UCT must move faster and more decisively to thoroughly transform the institution Advocate Rod Solomons, national vice-president of the UCT Association of Black Alumni (UCTABA), said at a panel discussion the association hosted in the Kramer Building last night.
Although he congratulated Vice–Chancellor Dr Max Price and his team on a "myriad of transformation initiatives", he said there was much to be done to repair discord and alienation at the institution.
The session provided another platform for the ongoing debate and discussion on equity, admissions, policies and outsourcing, issues raised in the wake of protests at the university around the statue of Cecil John Rhodes, seen as a symbol of oppression, discrimination and colonialism.

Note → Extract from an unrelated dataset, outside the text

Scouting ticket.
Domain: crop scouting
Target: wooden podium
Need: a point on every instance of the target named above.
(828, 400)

Alumna and Associate Professor of African Literature at Wits University Pumla Gqola chaired the session. Panelists included Vice–Chancellor Dr Max Price; founder and chair of the Sekunjalo Group and executive chair of Independent News and Media, Dr Iqbal Survé; senior lecturer in the psychology department, Dr Shose Kessi; and Student Representative Council president, Ramabina Mahapa.
Solomons said he was encouraged by the student activism on campus and the impetus this framework had provided in "propelling the university leadership to grapple with matters they would rather have dealt with in their own time".
"Students must ask uncomfortable questions of society and rattle the cages. Institutions for higher learning are supposed to be incubators for precisely that. The only parameter in which they must operate is our constitutional democracy that provides a framework for how all of us must interact."
He said the university would find UCTABA a critical but supportive partner (its members have already raised some R1 million towards bursaries, for example) as it moved towards becoming a transformed institution. "... but we will insist that it picks up the pace and does this in a fundamental way so that the university becomes a better place for all who work, study and teach at it."